批評家の東浩紀さんの「AERA」巻頭エッセイ「eyes」をお届けします。時事問題に、批評的視点からアプローチします。

*  *  *
 たいへん痛ましい事件が起きた。京都市伏見区の「京都アニメーション」(京アニ)のスタジオが40代の男性により放火され、35人が亡くなり、多数の負傷者が出たのである。本稿執筆時点では詳しい動機は明らかになっていないが、怨恨による犯行と推測されている。

 京アニは1980年代に創業した古いスタジオだが、一般的な知名度を獲得したのはこの15年ほどのことだ。視聴者の生活と連続したリアルな風景を舞台とし、等身大の主人公を動かす繊細な描写が評価された。年配の読者の方には、アニメというと「ヤマト」「ガンダム」といった男性的なSF作品をイメージする方が多いかもしれない。むろんいまでもそのような作品は作られているが、2000年代以降は、「日常系」といわれる穏やかで中性的な作品が増えていた。京アニはそのトレンドを牽引していたスタジオだった。
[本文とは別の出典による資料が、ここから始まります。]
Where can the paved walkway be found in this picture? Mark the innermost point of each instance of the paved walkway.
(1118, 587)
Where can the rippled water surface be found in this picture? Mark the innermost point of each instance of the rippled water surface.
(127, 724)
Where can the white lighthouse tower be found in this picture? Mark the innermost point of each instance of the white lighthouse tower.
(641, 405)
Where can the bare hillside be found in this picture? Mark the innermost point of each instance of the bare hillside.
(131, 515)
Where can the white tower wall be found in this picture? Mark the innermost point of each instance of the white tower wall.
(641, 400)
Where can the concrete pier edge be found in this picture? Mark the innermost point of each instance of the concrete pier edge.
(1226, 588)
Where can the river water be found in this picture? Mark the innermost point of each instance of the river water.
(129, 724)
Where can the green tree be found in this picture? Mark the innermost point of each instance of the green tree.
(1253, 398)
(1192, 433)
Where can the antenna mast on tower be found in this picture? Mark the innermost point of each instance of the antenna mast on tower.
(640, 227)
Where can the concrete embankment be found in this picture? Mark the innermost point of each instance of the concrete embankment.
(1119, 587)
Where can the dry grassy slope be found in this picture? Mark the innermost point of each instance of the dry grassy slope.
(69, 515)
 それだけに事件の衝撃は大きい。京アニの作品には暴力表現がほとんどでてこない。経営も家庭的で社員も女性が多かった。東京一極集中が強いコンテンツ産業のなかで、地方に拠点を置く意欲的な企業でもあった。京アニは、いわば現代日本の「やさしさ」や「繊細さ」を象徴する場だった。そのような場が、理不尽な暴力によって破壊されてしまったのだ。この事件が後世、時代の変化を先取りしたものとして振り返られることのないようにと、願わずにはいられない。

 この事件に対しては、国内外を問わず、じつに幅広い階層から連帯の声が寄せられた。巨額の支援金もあっというまに集まった。京アニはそれほど愛されていた。スタジオ再建を望む声が強いが、まずは遺族のケアと負傷者の回復が優先だろう。

 筆者自身、京アニ作品には思い入れがあり、事件を知ったときは怒りに身が震えた。けれども、「テロに屈しない」と拳を突き上げ、憎悪を駆り立てるのは京アニのスタイルからもっとも遠い。京アニから学んだ「やさしさ」を忘れないこと、それこそがテロへの最良の抵抗なのではないかと思う。

 最後になりましたが、亡くなられた方のご冥福を心よりお祈りいたします。